En 2010, Arnaud et Ségolène travaillent tous les deux chez Manutan. Elle est en charge de la communication interne. Lui, d’un gros projet immobilier. Quand le DG leur confie la mission d’impulser une démarche en interne de développement durable, ils constatent que, au-delà de ce qui est déjà engagé en matière d’économies (impressions, consommation électrique, frais de transport…), rien n’est fait pour l’ancrage territorial et la responsabilité sociétale. Ils proposent alors aux salariés de poser une journée pour faire un projet utile à une association.
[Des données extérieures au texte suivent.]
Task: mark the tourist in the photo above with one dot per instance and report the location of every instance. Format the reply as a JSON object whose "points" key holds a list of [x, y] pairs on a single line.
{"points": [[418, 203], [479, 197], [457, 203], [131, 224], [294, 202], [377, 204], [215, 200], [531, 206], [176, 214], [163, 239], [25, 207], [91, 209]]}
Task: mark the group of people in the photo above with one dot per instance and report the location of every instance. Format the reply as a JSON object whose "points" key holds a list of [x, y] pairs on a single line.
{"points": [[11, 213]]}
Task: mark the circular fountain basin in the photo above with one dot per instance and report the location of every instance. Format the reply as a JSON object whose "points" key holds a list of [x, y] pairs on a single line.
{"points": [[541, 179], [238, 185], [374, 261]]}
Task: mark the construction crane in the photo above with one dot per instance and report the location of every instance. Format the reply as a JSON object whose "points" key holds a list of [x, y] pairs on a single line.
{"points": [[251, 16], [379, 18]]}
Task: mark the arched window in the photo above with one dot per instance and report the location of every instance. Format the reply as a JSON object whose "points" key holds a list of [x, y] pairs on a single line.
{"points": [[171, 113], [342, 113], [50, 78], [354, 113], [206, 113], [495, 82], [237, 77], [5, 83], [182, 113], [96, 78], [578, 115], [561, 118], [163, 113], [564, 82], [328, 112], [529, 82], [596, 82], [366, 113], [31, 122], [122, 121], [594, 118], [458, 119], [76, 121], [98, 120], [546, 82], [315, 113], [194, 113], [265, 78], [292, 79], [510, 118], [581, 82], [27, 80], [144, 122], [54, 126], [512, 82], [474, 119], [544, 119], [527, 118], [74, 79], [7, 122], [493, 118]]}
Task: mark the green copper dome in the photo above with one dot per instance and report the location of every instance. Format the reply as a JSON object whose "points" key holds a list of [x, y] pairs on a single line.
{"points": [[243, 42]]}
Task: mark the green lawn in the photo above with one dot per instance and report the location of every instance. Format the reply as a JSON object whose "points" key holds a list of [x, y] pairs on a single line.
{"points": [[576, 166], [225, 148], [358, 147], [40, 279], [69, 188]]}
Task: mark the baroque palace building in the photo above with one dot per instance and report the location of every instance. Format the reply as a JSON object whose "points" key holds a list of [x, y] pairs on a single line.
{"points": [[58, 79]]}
« Nous avons eu la naïveté de croire qu’il serait simple de trouver une association qui ait besoin de nous ». Cela n’a pas été du tout le cas. Il leur faut engager des démarches à la mairie, contacter les associations implantées localement… « Une seule nous a répondu ». Il s’agit de la Maison de la solidarité qui propose un accueil de jour avec soins médicaux, repas, possibilité de se reposer. La directrice leur donne rendez-vous en avouant ne pas savoir sur quoi cela peut déboucher. « Je n’ai pas de photocopies à faire ». Arnaud et Ségolène la rencontrent, visitent les lieux et ce n’est qu’à la fin de cette visite que l’idée survient. Le potager attenant aux locaux de l’association qui devrait servir à dynamiser et nourrir les bénéficiaires ne remplit qu’une de ses missions puisque le jardin est ouvert et les légumes subtilisés avant d’être récoltés. Le contrat est passé : Manutan fournira les clôtures, les salariés volontaires les poseront. Deux semaines après, 15 issus de tous les services et autant de bénéficiaires de l’association remontent leurs manches et passent la journée ensemble à monter la clôture.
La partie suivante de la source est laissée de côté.